Indeed, the overall numbers put Canada in 65th place on a list showing countries’ vulnerability to lost oil and gas revenues, while the U.S. came in 70th. The main Carbon Tracker report focuses in on the 40 most vulnerable petrostates in seven regions: Asia, Europe, the Middle East and North Africa (MENA), Africa, Latin America and the Caribbean, Oceania, and North America.

The wider analysis shows governments losing US$13 trillion in revenue over the next 20 years, including $9 trillion for the top 40 petrostates, with the majority of the drop “driven by lower prices, rather than lower volumes,” Carbon Tracker states. As a result, “populations that are heavily reliant on fossil fuel production face lower government revenues and job losses as the pace and inevitability of the energy transition increases.”

Suriname, Timor-Leste, Colombia, Cameroon, Sudan, Mexico, Gabon, Ecuador, Chad, Venezuela, Angola, and Bolivia emerge as the dozen most vulnerable countries, with potential oil and gas revenue shortfalls ranging from 76 to 94%. Within that group, Angola is most dependent on its income from fossil activities, which account for 56% of government revenue, followed by Timor-Leste at 52%. The study lists seven countries that depend on fossils for 40% or more of total public sector revenue.

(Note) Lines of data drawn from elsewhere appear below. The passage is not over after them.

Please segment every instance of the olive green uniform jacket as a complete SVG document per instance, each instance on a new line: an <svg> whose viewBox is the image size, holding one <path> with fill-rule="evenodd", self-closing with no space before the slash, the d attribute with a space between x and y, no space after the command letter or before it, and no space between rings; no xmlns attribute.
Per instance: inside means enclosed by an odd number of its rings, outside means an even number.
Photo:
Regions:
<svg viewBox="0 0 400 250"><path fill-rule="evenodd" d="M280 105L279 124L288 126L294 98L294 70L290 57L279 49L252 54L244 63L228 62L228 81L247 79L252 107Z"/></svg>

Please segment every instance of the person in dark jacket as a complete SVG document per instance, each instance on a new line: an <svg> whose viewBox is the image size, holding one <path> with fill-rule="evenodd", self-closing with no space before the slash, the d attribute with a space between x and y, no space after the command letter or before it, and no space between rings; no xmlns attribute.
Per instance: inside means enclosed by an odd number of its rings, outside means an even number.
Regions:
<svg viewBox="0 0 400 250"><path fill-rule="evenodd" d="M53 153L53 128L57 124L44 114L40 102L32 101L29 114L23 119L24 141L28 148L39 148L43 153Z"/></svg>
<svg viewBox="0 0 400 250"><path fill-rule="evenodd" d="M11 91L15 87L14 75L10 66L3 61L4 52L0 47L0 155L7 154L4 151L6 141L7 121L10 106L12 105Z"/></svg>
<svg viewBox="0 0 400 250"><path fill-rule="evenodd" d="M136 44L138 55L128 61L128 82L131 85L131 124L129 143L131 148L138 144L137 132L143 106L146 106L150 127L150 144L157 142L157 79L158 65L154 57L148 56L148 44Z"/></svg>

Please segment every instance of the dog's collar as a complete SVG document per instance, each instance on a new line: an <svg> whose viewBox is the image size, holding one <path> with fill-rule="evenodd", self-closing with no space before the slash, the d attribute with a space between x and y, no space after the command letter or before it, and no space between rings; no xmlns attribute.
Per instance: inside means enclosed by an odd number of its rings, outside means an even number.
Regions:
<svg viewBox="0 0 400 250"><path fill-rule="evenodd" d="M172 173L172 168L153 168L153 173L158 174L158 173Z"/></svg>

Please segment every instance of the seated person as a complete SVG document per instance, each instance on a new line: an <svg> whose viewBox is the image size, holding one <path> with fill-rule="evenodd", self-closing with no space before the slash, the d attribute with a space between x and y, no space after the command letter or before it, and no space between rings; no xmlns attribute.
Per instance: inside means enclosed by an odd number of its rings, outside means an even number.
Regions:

While North America stands to be the biggest regional loser in a decarbonized future, with fossil revenues falling 77% through 2040 compared to fossil industry estimates, the Canadian and U.S. economies are more diversified—and therefore far less dependent on fossil fuel extraction than the industry likes to claim.

“Canada does have a lot more flexibility in shifting away from fossil fuel production than the petrostates,” Dalman told The Mix in an email. “It already has a well-developed tax system and a diversified economy, which is why oil and gas revenues make up such a small share of the total. That’s not to say decarbonization is easy—developed countries have a tough road ahead of them, too, but at least they don’t have a big fiscal shortfall from falling oil revenues on the horizon.”

He added that “fossil fuel industries have outsized power in a number of countries,” including Canada, the U.S., Australia, and Germany. Fossils “often like to portray themselves as somehow economically essential because they want to maintain their social licence to produce.” So “I wouldn’t discount the power of lobbying in maintaining those fossil fuel-centred narratives.”

With more than 400 million people living in the 19 most vulnerable countries, and 10 of those considered to have low human development based on United Nations criteria, the report shows the impacts of fossil fuel dependence and the urgency of a just transition extending far beyond North America.

“The petrostates are already at historically high levels of indebtedness, but differ in their financial position and ability to respond to these changes,” Carbon Tracker explains, noting that some of them have access to “significant sovereign wealth funds” or other sources of credit.

“However, such a fundamental shift as decarbonizing the world economy will involve trade-offs, in particular for the populations of economies that are heavily reliant on fossil fuel production,” the report states. “Accordingly, this has led to the principle of a ‘just transition’, making sure that populations are helped to manage the transition in a way that is fair and equitable. These discussions aren’t new, of course, but the increasing pace and inevitability of the energy transition means increased urgency.”